With a three-way race in Northern New York’s 21st congressional district, the candidates have been taking to the trail. Recently, the incumbent Republican and Democratic challenger held events within miles of each other.
First-term Republican Congresswoman Elise Stefanik is spending her Easter recess traveling the district meeting with constituents.  On Friday, she stopped by the Port Henry Central School to discuss education issues with Superintendent Bill Larrow, Elementary Principal Val Stahl and other district administrators.   “One of the concerns that I hear from teachers is the challenges of utilizing the modules when they’re teaching in the classroom.”
Larrow:  “We basically did use the models as a template.”
Stahl:  “There are holes in the modules and we needed to create our own curriculum from the modules.”
Stefanik:  “We passed K-12 reauthorization in the Education Committee, which is the first time since No Child Left Behind. So woefully in need of an update.”  

Stefanik then met with students from the Senior Government and Social Studies classes. Recording was not allowed during that session.  The incumbent offered the same responses she provided WAMC to questions on issues such as the Supreme Court nominee and the presidential election, instead staying focused on pending education and mental health bills.   “I’m focused on doing my job representing this district.  I’m 15 months into this job and my constituents know that I’m working hard on their behalf. And that’s what I’m going to continue to be focused on. Economic development and job creation is always a top focus of mine and I think we need to tie that to the education.”  

Later that afternoon, about 30 miles down the road in Ticonderoga, United Steelworkers District 4 Staff Representative Rick Saure announced their endorsement of Democratic challenger Mike Derrick.    “Mike is exactly the type of representative we need in the 21st Congressional.  A few months back, Alcoa announced that they were shutting down its plant in the district. We didn’t have to call Mike.  Mike called us and asked what can I do to help? We didn’t hear anything from our current congressperson.”

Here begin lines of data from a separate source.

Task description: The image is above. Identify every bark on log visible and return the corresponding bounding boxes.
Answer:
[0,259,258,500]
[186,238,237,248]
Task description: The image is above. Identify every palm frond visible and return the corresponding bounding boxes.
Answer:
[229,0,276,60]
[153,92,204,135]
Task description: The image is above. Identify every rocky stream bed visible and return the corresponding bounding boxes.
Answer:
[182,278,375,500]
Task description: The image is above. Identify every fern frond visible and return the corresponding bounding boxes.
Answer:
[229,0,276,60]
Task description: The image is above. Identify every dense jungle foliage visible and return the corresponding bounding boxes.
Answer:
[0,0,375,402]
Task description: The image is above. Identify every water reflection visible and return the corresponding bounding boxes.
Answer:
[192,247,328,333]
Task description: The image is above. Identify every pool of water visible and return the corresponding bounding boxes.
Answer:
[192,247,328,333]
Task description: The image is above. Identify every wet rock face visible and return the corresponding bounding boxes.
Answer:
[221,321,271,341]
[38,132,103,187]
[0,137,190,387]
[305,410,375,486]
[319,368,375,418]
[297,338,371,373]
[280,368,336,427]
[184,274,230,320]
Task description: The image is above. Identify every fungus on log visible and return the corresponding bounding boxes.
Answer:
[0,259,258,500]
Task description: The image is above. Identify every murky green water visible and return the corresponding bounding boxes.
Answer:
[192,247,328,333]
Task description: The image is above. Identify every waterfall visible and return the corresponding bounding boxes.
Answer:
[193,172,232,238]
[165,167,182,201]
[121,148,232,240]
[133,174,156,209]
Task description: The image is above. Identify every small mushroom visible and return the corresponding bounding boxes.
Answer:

Derrick told his supporters that fundraising efforts are going well despite national distractions.   “It’s been tough in a year where everybody is just absolutely fascinated by the presidential race. All the energy, all the attention, goes to the craziness going on at the presidential level right now. But we are doing well and what really makes it most meaningful to me is when I get donations within the district. And I want to make this race one which is funded from largely inside the 21st district because my opponent will fund hers to the tune of about 85 percent from outside the district. That calls into question who’s paying for the seat that she occupies.”

Green Party candidate Matt Funiciello officially announced earlier this month that he is also running for the seat.

The Sabato Crystal Ball at University of Virginia Center for Politics is famed for following and analyzing Congressional races across the country.  It rates NY’s 21st district as going “Likely Republican.”   Managing Editor Kyle Kondik explains that’s due to the three-way race.   “It’s a district that has a tiny, tiny democratic lean. Its presidential performance is about the same as the nation as a whole and so it’s a classic swing district.  There are a lot of Republican voters in that district and one would think that they would stick with Stefanik.  Stefanik is someone who has had decent fundraising.  She seems to be working pretty hard and doing the things she needs to do to get reelected. I think that probably the biggest thing working in her favor is that she not only has a Democratic opponent but she also has a credible Green party opponent, both of whom, one would think, would split the maybe anti-Stefanik vote.  In which case Stefanik should be able to hold on to her seat.”

The district is one of the largest in the eastern U.S., representing the northern portion of the state and encompassing more than 15,000 square miles.